SharePoint Workflow: Service Delivery options – Part 4

Geoff EvelynThe following article is contributed by Geoff Evelyn, SharePoint MVP and owner of

This article is part of a four part series. 


Workflow involves the various tasks that employees must complete on a business activity, and these tasks often occur in a specific order. A workflow could be something completely non-technical, such as feeding a horse; however, it usually involves some level of interaction with technology mixed with human activity. 

Whilst SharePoint workflows are based on content (for example, a document), it is important to remember that the actual document may be representative of a larger human based process, such as applying for a job, or requesting vacation time. 

Hence, delivery of a SharePoint workflow solution is based on the imperative of the user productivity - to fulfil a discreet challenge; to automate a process within a specific business function or unit. To information workers, whether this is surfaced in SharePoint on-premise, or SharePoint dedicated, is irrelevant since to them, their content automation is important, irrespective of the solution provisioned.

And this is where the conundrum lies.
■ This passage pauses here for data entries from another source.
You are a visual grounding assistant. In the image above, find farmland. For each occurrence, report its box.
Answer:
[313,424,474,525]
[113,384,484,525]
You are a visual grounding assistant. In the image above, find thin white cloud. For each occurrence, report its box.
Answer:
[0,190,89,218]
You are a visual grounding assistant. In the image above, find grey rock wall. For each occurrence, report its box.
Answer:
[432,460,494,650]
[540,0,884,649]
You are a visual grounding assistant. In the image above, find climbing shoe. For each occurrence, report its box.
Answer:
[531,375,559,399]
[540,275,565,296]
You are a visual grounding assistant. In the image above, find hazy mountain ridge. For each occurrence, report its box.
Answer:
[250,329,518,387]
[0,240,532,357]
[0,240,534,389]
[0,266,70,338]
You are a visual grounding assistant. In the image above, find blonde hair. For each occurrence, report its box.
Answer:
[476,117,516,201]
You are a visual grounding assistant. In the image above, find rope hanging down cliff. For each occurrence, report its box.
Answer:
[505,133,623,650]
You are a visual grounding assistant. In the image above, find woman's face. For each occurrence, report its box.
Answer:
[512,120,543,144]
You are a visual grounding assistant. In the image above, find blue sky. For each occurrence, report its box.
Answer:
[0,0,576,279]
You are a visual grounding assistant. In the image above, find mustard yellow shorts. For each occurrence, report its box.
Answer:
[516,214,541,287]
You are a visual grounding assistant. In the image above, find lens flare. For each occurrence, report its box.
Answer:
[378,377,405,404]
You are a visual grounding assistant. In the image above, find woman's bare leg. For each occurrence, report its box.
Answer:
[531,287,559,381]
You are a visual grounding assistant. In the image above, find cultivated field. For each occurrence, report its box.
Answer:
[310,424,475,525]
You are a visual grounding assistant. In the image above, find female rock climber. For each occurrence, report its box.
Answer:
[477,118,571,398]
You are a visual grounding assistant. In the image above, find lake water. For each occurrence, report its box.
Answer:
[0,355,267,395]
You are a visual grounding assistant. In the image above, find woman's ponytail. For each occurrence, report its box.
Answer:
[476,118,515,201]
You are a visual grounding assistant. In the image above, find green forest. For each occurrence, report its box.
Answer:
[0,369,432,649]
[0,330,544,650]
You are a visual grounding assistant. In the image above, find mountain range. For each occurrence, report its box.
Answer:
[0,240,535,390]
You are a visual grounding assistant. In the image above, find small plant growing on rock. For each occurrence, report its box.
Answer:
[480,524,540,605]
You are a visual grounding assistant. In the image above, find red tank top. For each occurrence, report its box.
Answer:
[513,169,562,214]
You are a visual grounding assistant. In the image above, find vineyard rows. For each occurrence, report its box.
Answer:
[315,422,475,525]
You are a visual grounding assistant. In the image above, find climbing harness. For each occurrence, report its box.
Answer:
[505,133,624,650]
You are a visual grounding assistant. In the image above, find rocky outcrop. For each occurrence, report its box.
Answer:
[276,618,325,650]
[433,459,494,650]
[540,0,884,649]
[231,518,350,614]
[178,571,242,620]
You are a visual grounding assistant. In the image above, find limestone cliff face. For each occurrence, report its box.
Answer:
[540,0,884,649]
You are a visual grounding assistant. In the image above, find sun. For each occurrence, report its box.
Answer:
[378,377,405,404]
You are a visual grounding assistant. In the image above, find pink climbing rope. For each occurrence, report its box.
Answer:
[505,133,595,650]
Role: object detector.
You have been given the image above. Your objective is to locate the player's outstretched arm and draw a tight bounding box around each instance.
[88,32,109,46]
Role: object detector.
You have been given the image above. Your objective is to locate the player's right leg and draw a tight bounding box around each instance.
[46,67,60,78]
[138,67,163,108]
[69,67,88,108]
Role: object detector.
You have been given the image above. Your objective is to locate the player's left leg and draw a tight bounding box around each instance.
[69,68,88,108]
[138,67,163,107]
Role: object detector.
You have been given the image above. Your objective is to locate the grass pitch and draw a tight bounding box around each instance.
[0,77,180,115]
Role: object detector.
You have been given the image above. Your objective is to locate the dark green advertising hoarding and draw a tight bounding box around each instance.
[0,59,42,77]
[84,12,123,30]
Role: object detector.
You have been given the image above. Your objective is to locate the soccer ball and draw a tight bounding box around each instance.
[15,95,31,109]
Due to the emergence of Office365, and the lowered aspects of control from Infrastructure teams when dealing with Office365, combined with the reality that developer tools are needed to create workflows beyond the built-in basic workflows in Office365, deciding what workflow solution is best will vex decision makers and solution architects. Additionally, other content management systems, open source provisioned, already have workflow plugins – that affects the business perception of what is available, how quickly, and gives pause-for-thought concerning cost.
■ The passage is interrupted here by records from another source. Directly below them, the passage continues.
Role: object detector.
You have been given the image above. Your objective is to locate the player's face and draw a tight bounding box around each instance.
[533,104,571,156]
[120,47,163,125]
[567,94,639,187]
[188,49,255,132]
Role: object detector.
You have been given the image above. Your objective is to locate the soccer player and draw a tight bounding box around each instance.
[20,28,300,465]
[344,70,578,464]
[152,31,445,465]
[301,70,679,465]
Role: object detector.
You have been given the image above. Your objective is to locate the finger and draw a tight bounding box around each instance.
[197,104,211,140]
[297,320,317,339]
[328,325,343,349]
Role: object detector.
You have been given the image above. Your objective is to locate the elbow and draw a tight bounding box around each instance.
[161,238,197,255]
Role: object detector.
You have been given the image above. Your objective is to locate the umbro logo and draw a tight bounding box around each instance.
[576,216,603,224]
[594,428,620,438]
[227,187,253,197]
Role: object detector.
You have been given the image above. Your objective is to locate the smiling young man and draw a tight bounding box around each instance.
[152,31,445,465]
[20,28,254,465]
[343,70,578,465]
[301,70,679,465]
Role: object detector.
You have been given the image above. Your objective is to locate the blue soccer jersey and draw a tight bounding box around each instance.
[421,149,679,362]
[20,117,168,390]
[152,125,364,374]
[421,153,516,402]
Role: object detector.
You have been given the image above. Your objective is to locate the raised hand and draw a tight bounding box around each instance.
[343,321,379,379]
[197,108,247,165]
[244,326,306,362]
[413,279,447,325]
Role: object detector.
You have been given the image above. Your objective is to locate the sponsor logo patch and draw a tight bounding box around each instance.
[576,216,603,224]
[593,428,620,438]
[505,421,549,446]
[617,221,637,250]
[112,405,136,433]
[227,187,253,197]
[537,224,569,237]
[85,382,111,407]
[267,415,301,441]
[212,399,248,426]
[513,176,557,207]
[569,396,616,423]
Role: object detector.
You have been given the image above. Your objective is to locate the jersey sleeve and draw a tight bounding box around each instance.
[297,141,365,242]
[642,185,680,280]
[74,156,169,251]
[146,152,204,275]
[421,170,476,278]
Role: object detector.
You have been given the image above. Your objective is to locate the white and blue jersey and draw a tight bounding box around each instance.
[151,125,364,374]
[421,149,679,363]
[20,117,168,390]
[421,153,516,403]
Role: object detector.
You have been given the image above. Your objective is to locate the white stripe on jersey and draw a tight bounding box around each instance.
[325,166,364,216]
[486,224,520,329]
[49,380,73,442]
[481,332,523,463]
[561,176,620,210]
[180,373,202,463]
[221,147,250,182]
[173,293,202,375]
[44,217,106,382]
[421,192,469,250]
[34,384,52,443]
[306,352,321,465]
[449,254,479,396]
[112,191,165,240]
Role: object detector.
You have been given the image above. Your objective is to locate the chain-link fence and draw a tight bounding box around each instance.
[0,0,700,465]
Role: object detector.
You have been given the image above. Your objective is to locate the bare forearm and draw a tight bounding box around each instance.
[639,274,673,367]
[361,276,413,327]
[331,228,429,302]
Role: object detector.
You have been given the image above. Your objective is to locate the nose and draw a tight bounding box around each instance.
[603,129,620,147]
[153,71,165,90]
For those organisations already using Nintex or K2 for SharePoint on-premise, the availability of these products within Office365 as subscribed 'apps' makes things easier when coming to the decision of how to utilize workflows in Office365 without having to content with user experience issues, for example. That said, the organization would still be locked into a vendor, which needs to be reviewed concerning supportability, availability and cost.

Due to the varied options presented in this analysis, there is no single best workflow feature that should be adopted, as the best feature depends very much on the actual business requirement. The features provided through using built-in, custom or third party support have varying levels of structure, support, and infrastructure requirements. The culture of the organization concerning configuration management, rigidity, budget and work processes is also a major factor.
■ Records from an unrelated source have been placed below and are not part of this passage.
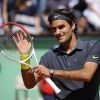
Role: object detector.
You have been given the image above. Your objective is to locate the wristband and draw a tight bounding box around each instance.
[20,54,30,70]
[49,69,55,78]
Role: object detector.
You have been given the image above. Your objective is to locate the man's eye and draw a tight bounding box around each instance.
[51,28,56,32]
[58,25,64,29]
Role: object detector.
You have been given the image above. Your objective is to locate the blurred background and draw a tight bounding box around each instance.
[0,0,100,100]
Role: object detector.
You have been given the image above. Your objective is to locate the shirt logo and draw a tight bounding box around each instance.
[93,55,99,59]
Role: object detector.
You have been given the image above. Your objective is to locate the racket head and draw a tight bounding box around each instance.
[0,22,33,61]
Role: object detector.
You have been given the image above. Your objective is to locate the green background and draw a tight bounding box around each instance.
[0,37,99,100]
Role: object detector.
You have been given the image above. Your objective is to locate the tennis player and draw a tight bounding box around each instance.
[14,9,100,100]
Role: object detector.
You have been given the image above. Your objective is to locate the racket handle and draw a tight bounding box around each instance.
[44,77,61,94]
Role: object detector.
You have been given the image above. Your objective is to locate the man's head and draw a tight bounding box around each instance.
[48,9,76,43]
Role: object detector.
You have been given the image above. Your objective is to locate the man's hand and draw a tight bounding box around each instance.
[32,65,50,77]
[13,33,32,54]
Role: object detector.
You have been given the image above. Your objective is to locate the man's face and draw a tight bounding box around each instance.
[51,20,74,44]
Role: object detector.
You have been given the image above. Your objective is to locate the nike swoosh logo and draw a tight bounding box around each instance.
[93,56,99,59]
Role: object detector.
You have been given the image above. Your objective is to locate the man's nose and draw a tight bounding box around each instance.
[55,28,60,35]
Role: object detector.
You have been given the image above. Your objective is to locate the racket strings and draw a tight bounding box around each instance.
[0,25,24,60]
[0,24,32,60]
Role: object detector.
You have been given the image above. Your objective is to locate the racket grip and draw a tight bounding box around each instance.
[44,77,61,94]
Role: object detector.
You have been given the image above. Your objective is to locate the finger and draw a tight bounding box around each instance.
[20,33,24,40]
[13,36,18,45]
[16,32,20,41]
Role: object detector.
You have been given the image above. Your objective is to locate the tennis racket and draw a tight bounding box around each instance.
[0,22,61,94]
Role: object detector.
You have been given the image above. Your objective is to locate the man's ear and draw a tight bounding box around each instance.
[72,23,75,31]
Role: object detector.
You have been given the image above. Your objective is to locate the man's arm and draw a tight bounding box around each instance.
[35,62,98,82]
[53,62,98,82]
[20,54,41,89]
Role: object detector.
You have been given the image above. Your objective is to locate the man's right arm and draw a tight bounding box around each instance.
[20,54,41,89]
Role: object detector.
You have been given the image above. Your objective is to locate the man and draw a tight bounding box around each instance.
[13,9,100,100]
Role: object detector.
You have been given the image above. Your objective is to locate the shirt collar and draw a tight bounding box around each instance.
[54,38,84,55]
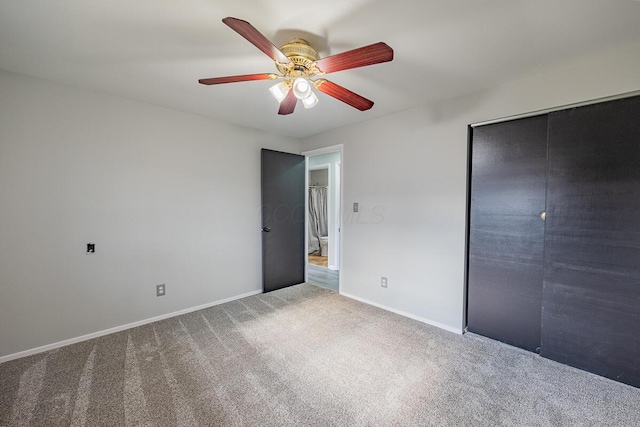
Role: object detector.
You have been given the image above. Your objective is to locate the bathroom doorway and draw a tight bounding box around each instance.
[303,146,342,291]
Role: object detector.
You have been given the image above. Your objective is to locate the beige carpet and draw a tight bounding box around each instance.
[0,285,640,426]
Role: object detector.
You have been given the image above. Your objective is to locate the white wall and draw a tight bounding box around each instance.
[303,41,640,332]
[0,72,300,357]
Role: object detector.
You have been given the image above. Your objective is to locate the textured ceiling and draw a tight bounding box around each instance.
[0,0,640,137]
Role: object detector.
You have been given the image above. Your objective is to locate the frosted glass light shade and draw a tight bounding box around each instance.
[293,77,311,99]
[302,91,318,110]
[269,82,289,103]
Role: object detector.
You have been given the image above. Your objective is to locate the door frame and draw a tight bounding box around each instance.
[300,144,344,289]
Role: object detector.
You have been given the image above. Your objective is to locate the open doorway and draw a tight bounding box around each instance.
[303,146,342,291]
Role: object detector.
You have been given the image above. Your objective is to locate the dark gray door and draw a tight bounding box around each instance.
[542,97,640,387]
[467,116,547,351]
[261,148,305,292]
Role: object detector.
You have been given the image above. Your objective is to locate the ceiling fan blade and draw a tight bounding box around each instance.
[314,79,373,111]
[222,17,291,64]
[198,74,280,85]
[278,89,298,116]
[315,42,393,73]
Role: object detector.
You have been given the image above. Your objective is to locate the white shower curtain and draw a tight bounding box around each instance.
[308,187,327,254]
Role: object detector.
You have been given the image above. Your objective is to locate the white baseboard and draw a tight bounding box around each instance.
[340,291,464,335]
[0,291,262,363]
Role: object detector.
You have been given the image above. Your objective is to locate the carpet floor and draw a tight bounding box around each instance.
[0,284,640,426]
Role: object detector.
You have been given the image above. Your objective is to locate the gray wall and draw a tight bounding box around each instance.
[0,72,300,357]
[303,41,640,332]
[5,40,640,357]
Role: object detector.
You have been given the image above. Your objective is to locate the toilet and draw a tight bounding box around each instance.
[320,236,329,256]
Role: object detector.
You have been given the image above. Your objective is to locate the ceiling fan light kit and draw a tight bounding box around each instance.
[199,17,393,115]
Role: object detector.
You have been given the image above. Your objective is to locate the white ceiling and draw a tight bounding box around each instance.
[0,0,640,138]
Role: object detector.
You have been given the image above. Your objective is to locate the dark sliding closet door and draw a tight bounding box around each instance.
[467,116,547,351]
[541,97,640,386]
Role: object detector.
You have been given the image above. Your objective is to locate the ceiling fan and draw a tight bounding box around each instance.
[198,17,393,115]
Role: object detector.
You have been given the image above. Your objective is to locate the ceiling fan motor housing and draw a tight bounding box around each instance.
[276,39,320,77]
In any case, key guidance points for organisations based on the analysis are:

Measure the Cost versus Value in building workflows

Organisations considering process automation workflows in SharePoint should factor the required resources both human and technical, man-hours including start-up and ongoing costs. This needs to be value-managed against what kind of workflow solution is going to be created, the life-time of that product including ongoing support requirements.

Evaluate development practice and review managed services

Organisations considering custom development using workflow programming and design tools such as Microsoft Visual Studio, and/or Microsoft Visio and SharePoint Designer should ensure that a software management standard is in place and being adhered to. This needs to be consistent and continually map into manageable solutions for all custom development requirements. If there is complexity and the cost justified, organizations should consider utilizing the services of a third party development group. This group should work as an extension to the existing development team or as a dedicated Microsoft Technologies expert. Throughout this organizations must be mindful of continued cost, time-constraints, and project management constraints throughout the lifecycle of the relevant workflow solution.

Identify the workflow roadmap; link the workflow roadmap to IT governance, and organizational content management strategy

Any workflow solution requires a full identification of organization’s requirements that map into the workflow solution which covers all configuration management constraints. There needs to be a roadmap which links the workflow to associated processes, rules and governance. Organisations must provide detailed planning and estimations on any and all custom applications that are needed. This is to ensure that the workflow maps to the organisation’s needs, and that the workflow solution is both cost effective and robust.